Wednesday 06 July 2022

Parents spend too much on teens says family finance body Nibud

Euro coins

Most parents give teenagers pocket money.

Parents are spending too much on their teenagers, says independent family financial advice body Nibud.

Instead of giving their 12-18 year olds more financial responsibility, the National Institute for Family Finance Information says over half of Dutch parents pay all clothing, shoes and smartphone costs – and, its research reveals, 98% of adolescents have a smartphone.

‘Parents are too financially protective,’ said Nibud spokesperson Gabriëlla Bettonville. ‘Parents think very consciously about pocket money and cash for clothes, but then they still pay for everything for their child – so what is this money for?’

Since 1984, the body has investigated income and spending in high school students, and argues a trend for parents paying all should stop, so teenagers learn how to manage money. In the past, 54% of parents paid the costs of mobile telephones but now 61% do this, and their spending on teens’ presents has risen from 17% in 2013 to 29%.


Nibud argues teenagers should have more ‘financial steering power’ rather than simply being passengers. Its latest research on schoolchildren, in partnership with ING Nederland and the Nationaal Fonds Kinderhulp, says that on average they have 112 euros a month to spend and almost half work part time.

Their cash has dropped from 118 euros a month three years ago (the last study), when they earned more with jobs, and spending power ranges from an average of 22 euros a month at age 12 to 206 euros for the typical 18-year-old.

Almost nine in ten get pocket money, which mostly goes on sweets, snacks, presents and going out. The research claims all Dutch teenagers have a smartphone but only a fifth pay typical costs of 15 euros a month themselves. ‘We weren’t surprised that almost all teenagers now have a smartphone but that so few paid the costs,’ Bettonville told ‘We also see the boundaries moving so now a significant group of 10-year-olds has smartphones, when before this started at 12.’.


The survey also revealed that one in five children in education has a financially difficult situation at home, and these young people are often short of cash, manage money worse and are less positive about the future (although they still have phones).

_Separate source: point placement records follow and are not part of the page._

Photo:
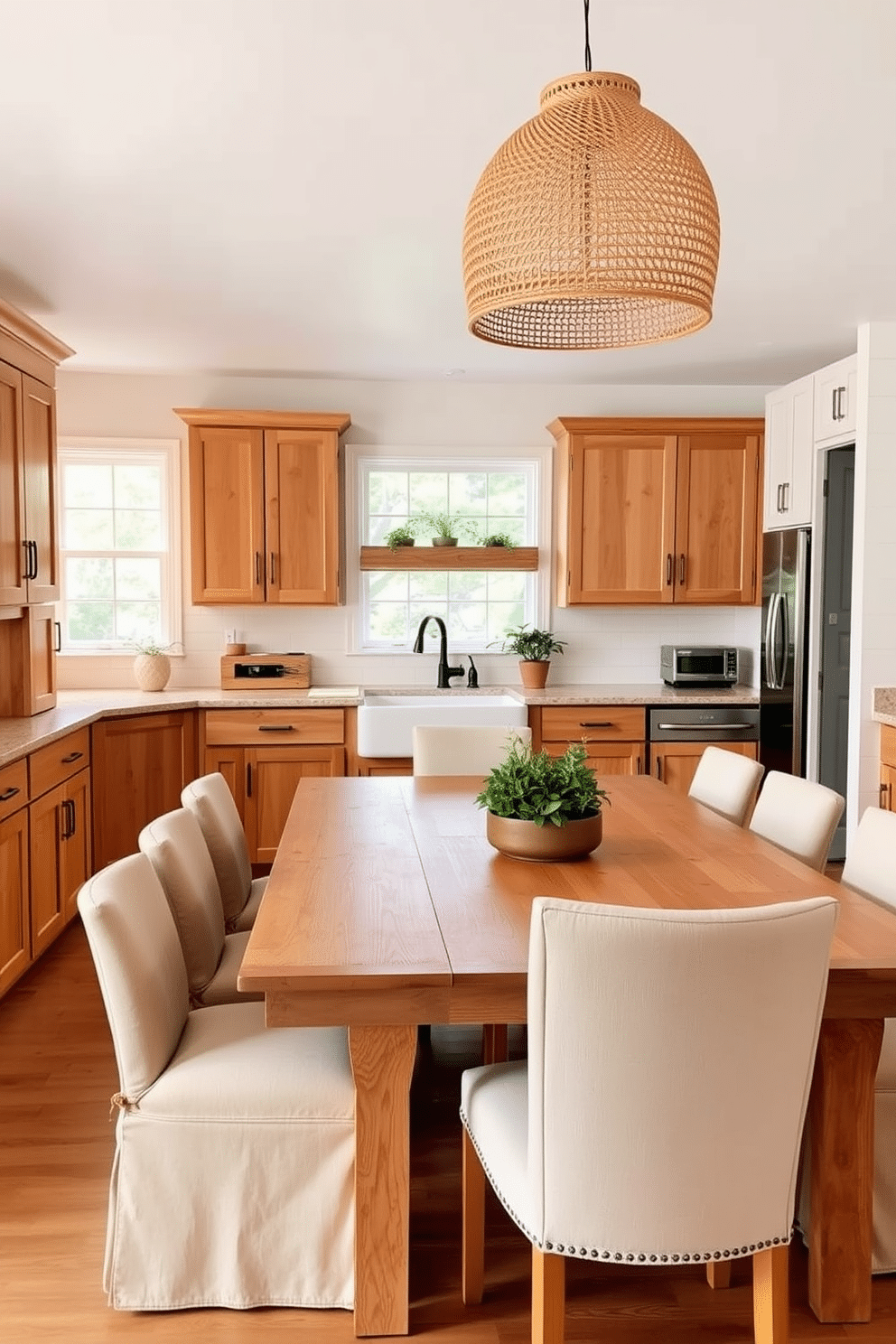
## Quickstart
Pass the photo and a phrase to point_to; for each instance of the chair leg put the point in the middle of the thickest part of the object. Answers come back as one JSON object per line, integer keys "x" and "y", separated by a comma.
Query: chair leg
{"x": 771, "y": 1296}
{"x": 719, "y": 1273}
{"x": 471, "y": 1223}
{"x": 548, "y": 1297}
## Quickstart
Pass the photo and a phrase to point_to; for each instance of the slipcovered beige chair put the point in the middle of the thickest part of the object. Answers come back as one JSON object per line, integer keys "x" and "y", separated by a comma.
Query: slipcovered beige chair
{"x": 233, "y": 1181}
{"x": 461, "y": 749}
{"x": 798, "y": 816}
{"x": 212, "y": 804}
{"x": 175, "y": 845}
{"x": 871, "y": 868}
{"x": 727, "y": 782}
{"x": 652, "y": 1124}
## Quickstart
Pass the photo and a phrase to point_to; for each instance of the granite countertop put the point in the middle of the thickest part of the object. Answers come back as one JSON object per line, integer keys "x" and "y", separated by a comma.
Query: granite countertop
{"x": 79, "y": 708}
{"x": 885, "y": 705}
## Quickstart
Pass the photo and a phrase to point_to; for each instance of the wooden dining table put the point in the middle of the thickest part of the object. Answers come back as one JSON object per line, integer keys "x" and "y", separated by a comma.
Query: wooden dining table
{"x": 387, "y": 908}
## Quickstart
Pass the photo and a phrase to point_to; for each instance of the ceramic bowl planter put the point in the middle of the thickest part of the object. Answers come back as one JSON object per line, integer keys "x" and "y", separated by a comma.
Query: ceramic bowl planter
{"x": 534, "y": 672}
{"x": 545, "y": 845}
{"x": 152, "y": 671}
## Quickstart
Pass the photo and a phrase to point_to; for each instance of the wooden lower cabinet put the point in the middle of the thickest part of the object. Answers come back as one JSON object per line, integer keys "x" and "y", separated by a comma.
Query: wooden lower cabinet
{"x": 15, "y": 931}
{"x": 264, "y": 754}
{"x": 676, "y": 762}
{"x": 888, "y": 768}
{"x": 614, "y": 737}
{"x": 141, "y": 762}
{"x": 61, "y": 854}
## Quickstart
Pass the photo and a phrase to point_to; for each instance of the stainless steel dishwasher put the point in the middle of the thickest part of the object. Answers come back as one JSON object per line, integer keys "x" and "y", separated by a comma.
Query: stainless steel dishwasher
{"x": 677, "y": 737}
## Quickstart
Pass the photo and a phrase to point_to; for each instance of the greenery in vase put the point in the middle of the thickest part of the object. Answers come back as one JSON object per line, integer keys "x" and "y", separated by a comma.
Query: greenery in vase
{"x": 535, "y": 787}
{"x": 441, "y": 523}
{"x": 531, "y": 645}
{"x": 400, "y": 535}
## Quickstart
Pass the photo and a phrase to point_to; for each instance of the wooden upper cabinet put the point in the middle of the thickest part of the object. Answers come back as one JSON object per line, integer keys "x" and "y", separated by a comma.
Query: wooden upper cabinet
{"x": 28, "y": 525}
{"x": 265, "y": 507}
{"x": 656, "y": 511}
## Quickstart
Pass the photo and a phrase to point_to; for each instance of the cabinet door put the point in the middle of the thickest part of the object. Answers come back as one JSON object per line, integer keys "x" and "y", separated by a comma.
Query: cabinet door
{"x": 13, "y": 501}
{"x": 49, "y": 916}
{"x": 301, "y": 509}
{"x": 228, "y": 515}
{"x": 272, "y": 779}
{"x": 790, "y": 453}
{"x": 676, "y": 762}
{"x": 15, "y": 933}
{"x": 141, "y": 762}
{"x": 39, "y": 443}
{"x": 716, "y": 518}
{"x": 76, "y": 840}
{"x": 620, "y": 525}
{"x": 835, "y": 401}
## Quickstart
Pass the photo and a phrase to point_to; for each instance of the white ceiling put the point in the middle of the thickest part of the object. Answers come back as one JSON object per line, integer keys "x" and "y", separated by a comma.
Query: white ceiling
{"x": 280, "y": 186}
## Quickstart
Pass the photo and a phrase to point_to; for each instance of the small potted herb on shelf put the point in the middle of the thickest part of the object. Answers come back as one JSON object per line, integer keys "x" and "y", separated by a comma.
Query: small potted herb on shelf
{"x": 446, "y": 528}
{"x": 542, "y": 807}
{"x": 534, "y": 649}
{"x": 152, "y": 666}
{"x": 400, "y": 535}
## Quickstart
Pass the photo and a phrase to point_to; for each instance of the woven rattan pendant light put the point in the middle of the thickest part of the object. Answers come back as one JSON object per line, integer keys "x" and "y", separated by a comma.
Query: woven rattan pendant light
{"x": 593, "y": 228}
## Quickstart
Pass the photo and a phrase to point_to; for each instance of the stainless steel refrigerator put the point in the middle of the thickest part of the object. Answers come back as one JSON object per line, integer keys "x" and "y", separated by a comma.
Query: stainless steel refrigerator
{"x": 785, "y": 630}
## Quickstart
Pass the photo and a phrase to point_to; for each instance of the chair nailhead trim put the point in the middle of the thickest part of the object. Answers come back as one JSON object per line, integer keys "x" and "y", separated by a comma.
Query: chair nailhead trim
{"x": 597, "y": 1253}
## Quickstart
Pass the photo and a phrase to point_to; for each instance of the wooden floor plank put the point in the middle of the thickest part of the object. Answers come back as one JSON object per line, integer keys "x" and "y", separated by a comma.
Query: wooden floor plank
{"x": 57, "y": 1074}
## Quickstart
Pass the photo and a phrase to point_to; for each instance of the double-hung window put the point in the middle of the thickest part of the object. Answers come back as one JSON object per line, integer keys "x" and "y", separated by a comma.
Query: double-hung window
{"x": 118, "y": 512}
{"x": 500, "y": 495}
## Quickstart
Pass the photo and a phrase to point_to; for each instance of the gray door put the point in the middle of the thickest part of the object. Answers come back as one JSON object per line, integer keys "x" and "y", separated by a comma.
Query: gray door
{"x": 837, "y": 577}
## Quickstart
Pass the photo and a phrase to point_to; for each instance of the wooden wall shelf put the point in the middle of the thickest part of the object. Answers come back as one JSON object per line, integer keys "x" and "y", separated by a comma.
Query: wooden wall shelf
{"x": 449, "y": 558}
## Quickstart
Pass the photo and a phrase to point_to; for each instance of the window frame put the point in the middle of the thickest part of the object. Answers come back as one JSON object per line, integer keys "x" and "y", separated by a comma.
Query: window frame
{"x": 129, "y": 451}
{"x": 361, "y": 457}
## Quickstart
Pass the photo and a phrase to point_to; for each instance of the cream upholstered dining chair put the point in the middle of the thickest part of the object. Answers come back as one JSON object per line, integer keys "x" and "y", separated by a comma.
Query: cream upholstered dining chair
{"x": 798, "y": 816}
{"x": 871, "y": 868}
{"x": 233, "y": 1181}
{"x": 727, "y": 782}
{"x": 463, "y": 749}
{"x": 175, "y": 845}
{"x": 212, "y": 804}
{"x": 652, "y": 1124}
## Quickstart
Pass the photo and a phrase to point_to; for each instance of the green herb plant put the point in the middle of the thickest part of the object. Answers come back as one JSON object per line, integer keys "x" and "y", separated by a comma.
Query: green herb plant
{"x": 535, "y": 787}
{"x": 531, "y": 645}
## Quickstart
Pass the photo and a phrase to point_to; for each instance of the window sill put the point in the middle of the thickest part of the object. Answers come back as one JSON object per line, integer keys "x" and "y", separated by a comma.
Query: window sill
{"x": 449, "y": 558}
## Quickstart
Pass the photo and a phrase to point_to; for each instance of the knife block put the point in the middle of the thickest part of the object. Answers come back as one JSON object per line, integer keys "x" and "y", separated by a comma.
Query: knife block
{"x": 298, "y": 677}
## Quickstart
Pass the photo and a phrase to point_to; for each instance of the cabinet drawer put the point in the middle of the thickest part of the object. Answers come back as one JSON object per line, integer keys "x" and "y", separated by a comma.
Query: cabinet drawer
{"x": 267, "y": 727}
{"x": 887, "y": 745}
{"x": 593, "y": 722}
{"x": 51, "y": 765}
{"x": 14, "y": 788}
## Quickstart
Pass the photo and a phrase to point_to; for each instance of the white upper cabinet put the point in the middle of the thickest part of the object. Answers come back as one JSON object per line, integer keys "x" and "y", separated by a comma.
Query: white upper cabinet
{"x": 835, "y": 401}
{"x": 789, "y": 456}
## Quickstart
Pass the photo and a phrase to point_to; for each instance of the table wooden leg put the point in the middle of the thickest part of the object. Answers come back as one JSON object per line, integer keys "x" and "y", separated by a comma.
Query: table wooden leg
{"x": 841, "y": 1115}
{"x": 382, "y": 1063}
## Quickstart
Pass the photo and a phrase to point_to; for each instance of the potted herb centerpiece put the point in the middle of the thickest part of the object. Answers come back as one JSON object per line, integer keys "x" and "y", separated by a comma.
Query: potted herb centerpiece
{"x": 543, "y": 808}
{"x": 534, "y": 649}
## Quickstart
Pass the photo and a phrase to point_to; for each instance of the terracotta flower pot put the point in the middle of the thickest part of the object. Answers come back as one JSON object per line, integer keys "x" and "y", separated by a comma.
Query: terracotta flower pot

Nibud director Gerjoke Wilmink said: ‘It’s important that schoolchildren learn how to manage money even at a young age. Parents who give them pocket money and clothing allowances should tell them what they have to pay for from this money, and what is for free spending. Then children get the chance to learn about dealing with financial responsibilities.’

The research is based on an online survey of 3,479 schoolchildren representative of the population in terms of sex, age, school type and location, between March and May this year.